Em Moçambique, onde cerca de 80% da população está inserida no sector informal — maioritariamente jovens —, o director executivo da Associação dos Trabalhadores Informais de Moçambique (ASTIMO), Armindo Chembane, fez um apelo contundente ao Governo: é preciso reconhecer o valor escondido nos mercados informais. “Somos como o petróleo de Cabo Delgado: quem nos interpretar, pode descobrir grandes riquezas”, afirmou em entrevista ao Dossiers & Factos.
Durante a conversa, Chembane lamentou o distanciamento do Executivo em relação ao sector informal, apontando críticas diretas ao Ministério da Juventude e Desportos (MJD), que, segundo ele, ignorou um pedido de audiência feito há meses. Em contrapartida, reconhece que o Ministério do Trabalho, Género e Acção Social tem mostrado alguma abertura para o diálogo.
Para Chembane, a falta de resposta pode estar ligada ao preconceito contra o carácter informal da ASTIMO. “Talvez não fomos atendidos por sermos informais. Mas que mensagem isso transmite?”, questiona. Ele defende que, se o MJD tivesse escutado a associação, teria compreendido que o sector, dominado por jovens, está repleto de potencial oculto.

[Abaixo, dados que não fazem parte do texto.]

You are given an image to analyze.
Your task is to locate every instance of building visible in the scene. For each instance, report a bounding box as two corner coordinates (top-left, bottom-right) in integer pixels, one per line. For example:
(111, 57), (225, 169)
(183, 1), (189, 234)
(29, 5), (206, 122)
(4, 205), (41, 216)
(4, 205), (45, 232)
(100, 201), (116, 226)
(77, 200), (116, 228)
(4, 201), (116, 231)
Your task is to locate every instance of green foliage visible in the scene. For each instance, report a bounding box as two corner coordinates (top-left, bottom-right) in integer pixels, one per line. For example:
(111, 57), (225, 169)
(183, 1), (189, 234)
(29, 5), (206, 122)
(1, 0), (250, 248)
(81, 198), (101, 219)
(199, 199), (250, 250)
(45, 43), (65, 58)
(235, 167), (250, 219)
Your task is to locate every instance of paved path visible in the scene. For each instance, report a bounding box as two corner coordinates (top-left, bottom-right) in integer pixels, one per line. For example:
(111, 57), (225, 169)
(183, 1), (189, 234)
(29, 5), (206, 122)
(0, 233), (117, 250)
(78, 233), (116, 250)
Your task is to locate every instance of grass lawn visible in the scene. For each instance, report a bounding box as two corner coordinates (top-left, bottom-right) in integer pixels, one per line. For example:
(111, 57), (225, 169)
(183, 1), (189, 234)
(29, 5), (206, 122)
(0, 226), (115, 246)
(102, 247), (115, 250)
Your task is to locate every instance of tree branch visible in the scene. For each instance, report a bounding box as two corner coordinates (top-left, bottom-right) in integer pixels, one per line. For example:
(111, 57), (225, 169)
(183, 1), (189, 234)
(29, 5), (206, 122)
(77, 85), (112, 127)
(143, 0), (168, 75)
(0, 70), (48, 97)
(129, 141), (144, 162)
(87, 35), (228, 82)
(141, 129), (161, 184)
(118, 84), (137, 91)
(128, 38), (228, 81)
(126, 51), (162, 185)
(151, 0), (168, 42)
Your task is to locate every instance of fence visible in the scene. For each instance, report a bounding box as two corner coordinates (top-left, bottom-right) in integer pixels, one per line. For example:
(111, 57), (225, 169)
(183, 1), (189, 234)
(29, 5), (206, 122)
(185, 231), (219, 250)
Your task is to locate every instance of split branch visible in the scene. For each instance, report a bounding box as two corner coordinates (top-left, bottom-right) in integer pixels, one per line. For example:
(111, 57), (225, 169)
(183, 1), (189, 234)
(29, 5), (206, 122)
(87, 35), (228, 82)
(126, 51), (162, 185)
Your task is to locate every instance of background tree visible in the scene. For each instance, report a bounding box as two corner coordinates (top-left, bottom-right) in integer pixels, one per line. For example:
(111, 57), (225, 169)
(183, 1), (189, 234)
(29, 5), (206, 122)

“O que se vê como vulnerabilidade nos mercados, especialmente entre os jovens vendedores, na verdade esconde talento no desporto, na música e na cultura”, sublinhou. Chembane defende que os mercados informais escondem “milhares de Mr. Bows” — artistas e talentos que carecem apenas de uma oportunidade para brilhar.
Ele propõe iniciativas concretas, como torneios desportivos nos mercados, que poderiam revelar novos talentos, tal como surgiu Dominguez no futebol moçambicano. “Se forem promovidas actividades desportivas nesses espaços, se forem distribuídas bolas, vai-se perceber que por trás daqueles pequenos negócios de 10 meticais, existem milhões em potencial”, afirmou.
Para o líder da ASTIMO, reconhecer e valorizar o sector informal vai muito além da construção de mercados ou da remoção de vendedores das ruas. Trata-se de interpretar e valorizar as capacidades que ali existem. “Interpretar é identificar quem sabe fazer algo e dar-lhe as condições para se destacar”, defendeu.
Chembane também manifestou o desejo da ASTIMO em dialogar com o Ministério da Planificação e Desenvolvimento, afirmando que políticas públicas têm sido elaboradas sem o envolvimento de quem vive a realidade informal. “Pensam sobre nós sem nos conhecerem. Lembram-se do sector informal apenas em época de campanha”, criticou.
Para ele, o crescimento do sector informal é reflexo direto da ausência de empregos formais e do fracasso das políticas públicas nesse domínio. E termina com um apelo claro: “Se o Governo quiser realmente construir um futuro sustentável, precisa de nos incluir nas decisões. Só assim deixaremos de ser invisíveis.”